İLK MASALIN
''Evvel zaman içinde kalbur saman içinde yemyeşil bir orman varmış. Aslanından
geyiğine, kuşundan kurbağasına, akrebinden sansarına, sırtlanından zürafasına
çeşit çeşit hayvan bu ormanda yaşarmış. Ancak günlerden bir gün, bu ormanda
pembe bir timsah doğdu. Kendine özgü rengi onun avlanmasını zorlaştırıyordu,
aç kalan timsah zamanla diğer hayvanlara alay konusu oldu.

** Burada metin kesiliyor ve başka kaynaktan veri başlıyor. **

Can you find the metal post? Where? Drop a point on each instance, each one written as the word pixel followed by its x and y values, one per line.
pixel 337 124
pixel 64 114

Diğer hayvanların
davranışları nedeniyle tek başına yaşamak zorunda kalan timsah hep hüzünle
doluydu. Ta ki çok tatlı küçük bir arkadaş edinene kadar, narin uçamayan bir kuş.
Kuş küçüktü ve ailesini kaybetmişti. Bu yüzden timsahın sırtına çıkıp kendince
uçmayı denedi. Tekrar tekrar timsahın sırtından atlayarak pratik yaptı. Günden
güne uçma denemeleri yapan kuş bir gün timsahın ağızının içinde uyuya kaldı.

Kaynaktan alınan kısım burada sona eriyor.